# Implicit diferentiation

1. Oct 17, 2009

### hover

1. The problem statement, all variables and given/known data
Find dy/dx of this equation -
$$y*sec(x)=3x*tan(y)$$

2. Relevant equations

-product rule
-derivative of sec(x) with respect to x is sec(x)tan(x) i believe
-derivative of tan(x) is sec^2(x) i believe

3. The attempt at a solution

$$y*sec(x)=3x*tan(y)$$

$$y*sec(x)*tan(x)+sec(x) \frac{dy}{dx}=3x*sec^2(y)\frac{dy}{dx}+3*tan(y)$$

$$sec(x)\frac{dy}{dx}-3x*sec^2(x)\frac{dy}{dx}=3*tan(y) -y*sec(x)*tan(x)$$

$$\frac{dy}{dx}(sec(x)-3x*sec^2(x))= 3*tan(y) -y*sec(x)*tan(x)$$

$$\frac{dy}{dx}= \frac{3*tan(y) -y*sec(x)*tan(x)}{sec(x)-3x*sec^2(y)}$$

That last line is my solution. I do homework online and every time i enter this it says it is wrong. So where am I going wrong?

2. Oct 17, 2009

### slider142

Your last line is correct. Perhaps the problem is with how you entered it. What is the exact string that you entered?

3. Oct 17, 2009

### hover

I entered it the almost the exact same way except for sec^2 . I typed it in as (sec(y))^2. Are you sure I am right?

4. Oct 17, 2009

### slider142

That's the unambiguous way to write it.

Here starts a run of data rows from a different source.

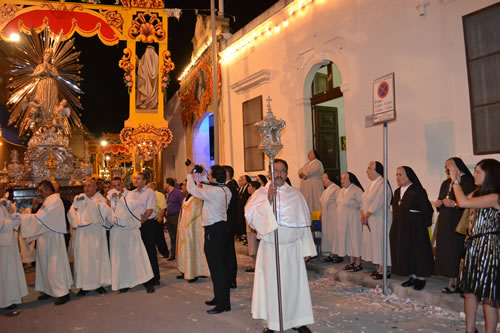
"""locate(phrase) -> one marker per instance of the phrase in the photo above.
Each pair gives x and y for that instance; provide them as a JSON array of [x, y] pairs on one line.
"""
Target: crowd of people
[[116, 234], [467, 229]]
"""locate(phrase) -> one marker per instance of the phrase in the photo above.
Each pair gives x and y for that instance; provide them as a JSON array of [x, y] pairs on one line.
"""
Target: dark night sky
[[106, 99]]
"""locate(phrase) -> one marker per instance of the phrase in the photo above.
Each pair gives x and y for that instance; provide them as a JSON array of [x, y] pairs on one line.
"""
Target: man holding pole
[[296, 245]]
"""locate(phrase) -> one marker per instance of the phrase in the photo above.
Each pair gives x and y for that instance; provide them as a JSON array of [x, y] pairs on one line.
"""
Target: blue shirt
[[146, 199]]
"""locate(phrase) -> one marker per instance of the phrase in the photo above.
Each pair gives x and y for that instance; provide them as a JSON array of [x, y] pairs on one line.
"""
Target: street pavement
[[342, 302]]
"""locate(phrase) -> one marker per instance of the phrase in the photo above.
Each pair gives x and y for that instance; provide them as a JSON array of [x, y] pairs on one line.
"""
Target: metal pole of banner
[[386, 209], [215, 86], [277, 249], [270, 144]]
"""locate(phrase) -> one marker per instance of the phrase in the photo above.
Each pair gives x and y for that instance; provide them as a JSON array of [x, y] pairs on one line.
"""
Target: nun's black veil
[[412, 176], [354, 180], [461, 166], [379, 168]]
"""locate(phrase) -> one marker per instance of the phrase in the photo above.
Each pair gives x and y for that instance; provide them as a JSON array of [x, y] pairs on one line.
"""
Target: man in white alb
[[92, 268], [12, 280], [53, 275], [295, 245], [129, 261]]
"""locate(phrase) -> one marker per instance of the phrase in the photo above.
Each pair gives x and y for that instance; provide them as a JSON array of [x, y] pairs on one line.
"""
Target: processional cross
[[270, 144]]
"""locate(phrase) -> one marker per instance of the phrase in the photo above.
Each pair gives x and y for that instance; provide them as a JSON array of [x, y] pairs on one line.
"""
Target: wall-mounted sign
[[384, 103]]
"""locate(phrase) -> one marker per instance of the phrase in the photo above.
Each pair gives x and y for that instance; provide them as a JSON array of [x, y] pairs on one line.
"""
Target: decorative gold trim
[[153, 4], [147, 31], [146, 141], [168, 64], [113, 18], [8, 11]]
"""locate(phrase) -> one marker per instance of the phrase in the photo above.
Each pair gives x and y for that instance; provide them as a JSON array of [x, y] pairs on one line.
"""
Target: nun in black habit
[[411, 250], [450, 244]]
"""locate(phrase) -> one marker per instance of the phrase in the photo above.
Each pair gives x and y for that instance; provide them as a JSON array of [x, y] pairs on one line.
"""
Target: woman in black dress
[[480, 276], [450, 244], [411, 250]]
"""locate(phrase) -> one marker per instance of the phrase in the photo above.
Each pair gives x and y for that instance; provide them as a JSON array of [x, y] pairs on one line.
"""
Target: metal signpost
[[384, 109]]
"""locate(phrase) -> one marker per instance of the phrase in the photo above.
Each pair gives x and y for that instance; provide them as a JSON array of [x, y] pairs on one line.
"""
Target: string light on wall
[[251, 38], [195, 59]]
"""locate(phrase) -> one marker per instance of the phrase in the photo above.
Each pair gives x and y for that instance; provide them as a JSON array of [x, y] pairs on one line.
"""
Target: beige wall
[[366, 40]]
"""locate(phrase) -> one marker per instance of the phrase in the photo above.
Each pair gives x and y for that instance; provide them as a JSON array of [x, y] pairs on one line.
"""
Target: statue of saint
[[46, 86], [147, 80], [42, 76]]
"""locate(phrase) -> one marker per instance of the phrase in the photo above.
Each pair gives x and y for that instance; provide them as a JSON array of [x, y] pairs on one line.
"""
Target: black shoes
[[43, 297], [380, 276], [211, 302], [419, 284], [82, 293], [101, 290], [408, 283], [62, 300], [217, 310], [337, 260]]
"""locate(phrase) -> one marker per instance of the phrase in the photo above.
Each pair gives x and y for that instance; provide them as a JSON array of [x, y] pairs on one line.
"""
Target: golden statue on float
[[43, 104]]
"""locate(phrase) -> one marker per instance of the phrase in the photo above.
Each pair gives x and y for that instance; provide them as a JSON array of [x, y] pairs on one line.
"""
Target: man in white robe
[[328, 201], [130, 264], [296, 246], [92, 268], [311, 184], [12, 280], [372, 215], [53, 274]]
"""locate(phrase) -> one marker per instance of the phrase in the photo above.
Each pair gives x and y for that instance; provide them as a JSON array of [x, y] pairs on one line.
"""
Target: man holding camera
[[216, 197]]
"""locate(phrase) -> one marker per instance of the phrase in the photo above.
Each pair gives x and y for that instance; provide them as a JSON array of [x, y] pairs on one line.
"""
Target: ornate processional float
[[46, 108]]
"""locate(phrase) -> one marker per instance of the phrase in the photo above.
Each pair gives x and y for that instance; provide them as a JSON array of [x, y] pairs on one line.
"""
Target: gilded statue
[[45, 76]]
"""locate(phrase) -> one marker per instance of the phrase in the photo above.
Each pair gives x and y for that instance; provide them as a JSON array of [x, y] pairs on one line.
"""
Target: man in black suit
[[243, 195], [232, 219]]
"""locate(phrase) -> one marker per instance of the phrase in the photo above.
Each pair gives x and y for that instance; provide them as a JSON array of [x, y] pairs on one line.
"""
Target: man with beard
[[92, 266], [296, 245]]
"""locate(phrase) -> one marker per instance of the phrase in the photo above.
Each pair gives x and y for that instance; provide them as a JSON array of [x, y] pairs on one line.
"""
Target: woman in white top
[[372, 218], [349, 226]]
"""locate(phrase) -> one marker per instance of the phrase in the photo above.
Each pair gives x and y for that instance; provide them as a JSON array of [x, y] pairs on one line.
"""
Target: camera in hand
[[196, 169]]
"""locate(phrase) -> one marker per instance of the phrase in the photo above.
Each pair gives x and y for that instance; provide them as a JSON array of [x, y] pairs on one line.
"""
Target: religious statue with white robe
[[296, 244], [12, 280], [130, 264], [53, 274], [147, 80], [92, 267], [311, 184]]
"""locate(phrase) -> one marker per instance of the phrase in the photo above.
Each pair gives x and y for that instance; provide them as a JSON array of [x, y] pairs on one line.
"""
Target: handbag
[[463, 223]]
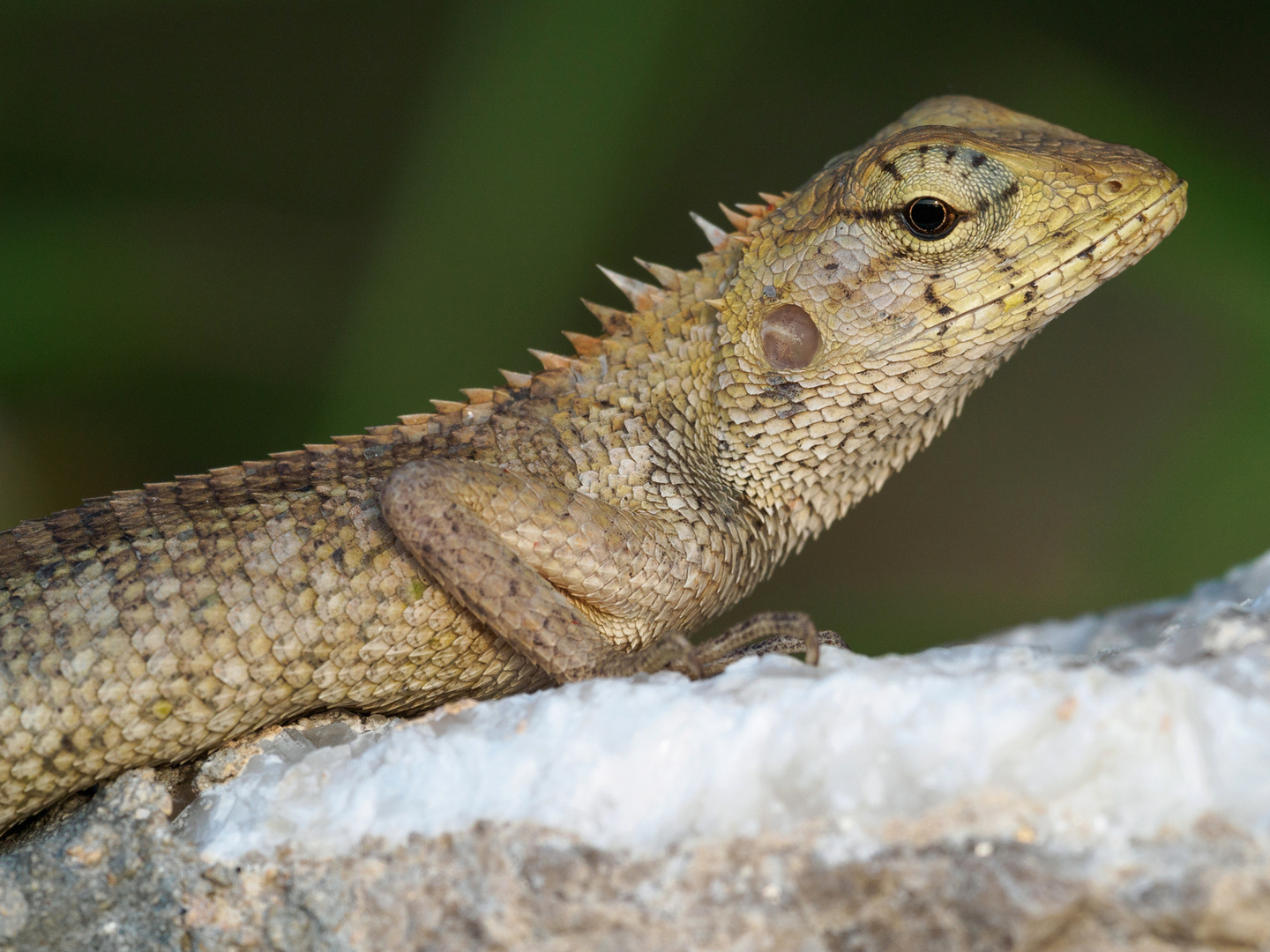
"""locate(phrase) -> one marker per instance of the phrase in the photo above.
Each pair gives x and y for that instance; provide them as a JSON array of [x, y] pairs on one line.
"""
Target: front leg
[[508, 547]]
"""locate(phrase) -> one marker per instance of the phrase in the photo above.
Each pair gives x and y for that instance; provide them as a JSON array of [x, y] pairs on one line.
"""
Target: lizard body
[[563, 525]]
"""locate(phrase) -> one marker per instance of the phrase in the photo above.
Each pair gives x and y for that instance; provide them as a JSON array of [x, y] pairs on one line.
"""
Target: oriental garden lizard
[[582, 519]]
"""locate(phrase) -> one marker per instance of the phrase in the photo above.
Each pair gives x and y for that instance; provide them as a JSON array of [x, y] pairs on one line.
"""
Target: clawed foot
[[766, 634]]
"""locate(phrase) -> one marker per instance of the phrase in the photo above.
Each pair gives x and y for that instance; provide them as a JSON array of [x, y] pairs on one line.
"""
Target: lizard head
[[878, 296]]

I have checked the differentiation independently. In your derivation, you switched one of the y's for an x, but you got the last line, so I assume that was a typo. If your parentheses are all correct in your typed version, I would go ahead and show the professor the problem and your solution personally.

5. Oct 17, 2009

### hover

Ok. Thanks for double checking for me then.

6. Oct 19, 2009

### hover

FIGURED IT OUT. The answer I have here is correct. Its a hundred percent correct. dy/dx does equal that value that i posted in my original post. TOO BAD THEY ASKED FOR dx/dy. Its the classic case of not reading the question correctly :P. I'm so used to taking the derivative of dy/dx I just made the assumption that it was dy/dx. Once I found out that it was dx/dy I was able to get the answer right on the first try :D. Sorry about causing you any trouble if I did.